Houve quatro falhas visíveis na ação dos policiais, segundo Mariano. “Negligenciaram todos os procedimentos padrões da Polícia Militar, em especial o Método Giraldi. Necessidade: não havia necessidade do uso de arma de fogo. Proporcionalidade: usaram de força desproporcional nessa ocorrência. Oportunidade e qualidade: por não terem levado em conta os dois itens iniciais, eles, evidentemente, não avaliaram a oportunidade e qualidade da ação”, disse o ouvidor em entrevista à TV Globo.
Naquela noite, o suhiman teve um surto e passou a ameaçar com facas colegas e clientes do restaurante. Com a chegada dos policiais, o jovem também ameaçou os agentes com a faca, chegando a lançar uma contra as autoridades, e os PMs tentaram usar armas não letais, como balas de borracha e taser, para deter o funcionário.

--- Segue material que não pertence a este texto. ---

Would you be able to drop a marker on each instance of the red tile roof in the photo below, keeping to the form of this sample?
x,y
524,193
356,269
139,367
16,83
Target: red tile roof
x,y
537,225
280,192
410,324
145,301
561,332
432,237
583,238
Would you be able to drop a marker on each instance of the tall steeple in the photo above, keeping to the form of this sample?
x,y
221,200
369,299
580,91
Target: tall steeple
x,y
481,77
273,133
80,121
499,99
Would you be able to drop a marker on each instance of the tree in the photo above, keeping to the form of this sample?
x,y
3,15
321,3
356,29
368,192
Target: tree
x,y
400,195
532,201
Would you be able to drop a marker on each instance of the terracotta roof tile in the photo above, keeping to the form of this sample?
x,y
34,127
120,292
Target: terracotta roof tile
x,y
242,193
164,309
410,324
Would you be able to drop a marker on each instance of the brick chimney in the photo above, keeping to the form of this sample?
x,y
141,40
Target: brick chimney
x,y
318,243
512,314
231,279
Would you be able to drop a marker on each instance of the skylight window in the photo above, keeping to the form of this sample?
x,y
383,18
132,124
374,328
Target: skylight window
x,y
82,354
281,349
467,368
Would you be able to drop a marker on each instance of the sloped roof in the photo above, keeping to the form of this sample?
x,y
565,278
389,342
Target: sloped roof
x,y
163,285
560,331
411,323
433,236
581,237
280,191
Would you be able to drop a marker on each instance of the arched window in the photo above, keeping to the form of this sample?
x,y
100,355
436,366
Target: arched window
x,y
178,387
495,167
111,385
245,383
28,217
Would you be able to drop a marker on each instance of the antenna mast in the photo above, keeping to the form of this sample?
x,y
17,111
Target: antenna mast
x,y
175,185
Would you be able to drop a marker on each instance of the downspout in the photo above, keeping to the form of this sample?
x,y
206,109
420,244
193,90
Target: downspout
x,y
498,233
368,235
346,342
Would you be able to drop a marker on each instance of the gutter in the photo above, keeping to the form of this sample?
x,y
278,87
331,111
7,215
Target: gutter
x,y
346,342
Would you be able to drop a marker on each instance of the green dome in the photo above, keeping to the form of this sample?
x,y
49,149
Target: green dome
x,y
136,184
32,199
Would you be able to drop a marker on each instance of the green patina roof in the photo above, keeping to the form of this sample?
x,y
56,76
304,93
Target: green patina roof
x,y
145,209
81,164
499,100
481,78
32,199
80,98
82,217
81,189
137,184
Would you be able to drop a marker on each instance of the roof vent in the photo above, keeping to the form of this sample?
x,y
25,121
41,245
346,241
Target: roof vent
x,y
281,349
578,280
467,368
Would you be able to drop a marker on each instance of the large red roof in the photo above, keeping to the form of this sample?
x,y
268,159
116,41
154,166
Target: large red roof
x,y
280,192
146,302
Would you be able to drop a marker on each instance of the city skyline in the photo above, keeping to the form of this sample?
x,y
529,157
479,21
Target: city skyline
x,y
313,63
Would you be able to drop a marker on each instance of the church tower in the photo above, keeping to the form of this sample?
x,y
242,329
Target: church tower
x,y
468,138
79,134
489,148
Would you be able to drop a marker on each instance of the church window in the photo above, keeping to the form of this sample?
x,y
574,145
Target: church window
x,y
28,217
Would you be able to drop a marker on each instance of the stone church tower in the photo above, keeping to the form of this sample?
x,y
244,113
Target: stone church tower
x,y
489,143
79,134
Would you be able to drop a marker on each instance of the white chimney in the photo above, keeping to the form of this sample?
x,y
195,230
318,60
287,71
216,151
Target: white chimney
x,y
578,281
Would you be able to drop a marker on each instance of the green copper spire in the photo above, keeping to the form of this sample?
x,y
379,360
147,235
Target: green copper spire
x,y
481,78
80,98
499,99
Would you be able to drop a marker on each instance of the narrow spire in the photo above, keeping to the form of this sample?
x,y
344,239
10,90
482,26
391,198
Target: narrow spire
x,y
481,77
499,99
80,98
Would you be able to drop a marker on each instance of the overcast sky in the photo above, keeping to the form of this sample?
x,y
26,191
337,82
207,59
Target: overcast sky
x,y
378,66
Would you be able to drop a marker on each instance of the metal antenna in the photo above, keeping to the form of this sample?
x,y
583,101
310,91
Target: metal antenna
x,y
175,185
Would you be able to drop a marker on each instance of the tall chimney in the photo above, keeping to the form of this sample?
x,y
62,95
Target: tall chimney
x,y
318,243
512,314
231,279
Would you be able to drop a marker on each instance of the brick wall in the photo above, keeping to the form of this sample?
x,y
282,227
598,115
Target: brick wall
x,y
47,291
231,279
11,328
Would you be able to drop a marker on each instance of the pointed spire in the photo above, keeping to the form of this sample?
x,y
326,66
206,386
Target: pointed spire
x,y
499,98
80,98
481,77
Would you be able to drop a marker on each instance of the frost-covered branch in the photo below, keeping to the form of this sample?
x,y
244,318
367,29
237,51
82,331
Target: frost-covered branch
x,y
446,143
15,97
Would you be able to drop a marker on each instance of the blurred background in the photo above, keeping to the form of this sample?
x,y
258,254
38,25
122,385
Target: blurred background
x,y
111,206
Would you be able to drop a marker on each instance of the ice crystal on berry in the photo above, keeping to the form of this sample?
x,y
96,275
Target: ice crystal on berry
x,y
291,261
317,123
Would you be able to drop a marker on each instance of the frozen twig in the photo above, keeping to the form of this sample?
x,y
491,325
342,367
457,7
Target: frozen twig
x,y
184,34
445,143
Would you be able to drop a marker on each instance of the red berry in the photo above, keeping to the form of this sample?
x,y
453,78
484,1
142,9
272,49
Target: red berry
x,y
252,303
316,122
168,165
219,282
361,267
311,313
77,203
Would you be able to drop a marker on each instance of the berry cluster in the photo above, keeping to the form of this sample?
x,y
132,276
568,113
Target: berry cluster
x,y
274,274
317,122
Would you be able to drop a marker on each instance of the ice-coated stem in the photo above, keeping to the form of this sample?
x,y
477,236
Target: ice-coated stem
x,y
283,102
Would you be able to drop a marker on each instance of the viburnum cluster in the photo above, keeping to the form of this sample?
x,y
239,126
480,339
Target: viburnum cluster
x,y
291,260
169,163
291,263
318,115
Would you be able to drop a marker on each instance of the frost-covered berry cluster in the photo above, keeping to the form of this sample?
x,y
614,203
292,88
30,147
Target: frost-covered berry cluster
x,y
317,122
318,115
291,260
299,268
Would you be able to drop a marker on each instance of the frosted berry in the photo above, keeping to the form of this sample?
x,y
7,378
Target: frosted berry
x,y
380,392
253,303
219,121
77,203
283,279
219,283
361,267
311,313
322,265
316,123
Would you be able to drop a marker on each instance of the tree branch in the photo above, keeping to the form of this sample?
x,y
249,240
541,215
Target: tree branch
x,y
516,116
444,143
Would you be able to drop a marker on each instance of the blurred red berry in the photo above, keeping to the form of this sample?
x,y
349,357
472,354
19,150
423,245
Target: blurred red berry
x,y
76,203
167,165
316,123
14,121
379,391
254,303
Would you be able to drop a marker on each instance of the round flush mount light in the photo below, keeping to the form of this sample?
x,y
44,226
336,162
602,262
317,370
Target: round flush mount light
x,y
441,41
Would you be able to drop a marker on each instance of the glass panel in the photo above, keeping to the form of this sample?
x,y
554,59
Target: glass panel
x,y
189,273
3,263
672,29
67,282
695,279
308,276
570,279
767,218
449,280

Os policiais, porém, não conseguiram atingir o homem, que aparentava estar cada vez mais nervoso. Até que alguns PMs aparecem no vídeo atirando contra o homem com pistola .40. Socorrido, o sushiman morreu pouco tempo depois no Hospital das Clínicas, também na zona oeste de São Paulo, após ser atingido por quatro tiros. Ao menos 10 policiais participaram da ação.
O 15º Distrito Policial decretou sigilo no inquérito, para que informações divulgadas à imprensa não atrapalhem as investigações. O jovem, considerado quieto e discreto pelos colegas de trabalho, deixa mulher e uma filha de sete meses.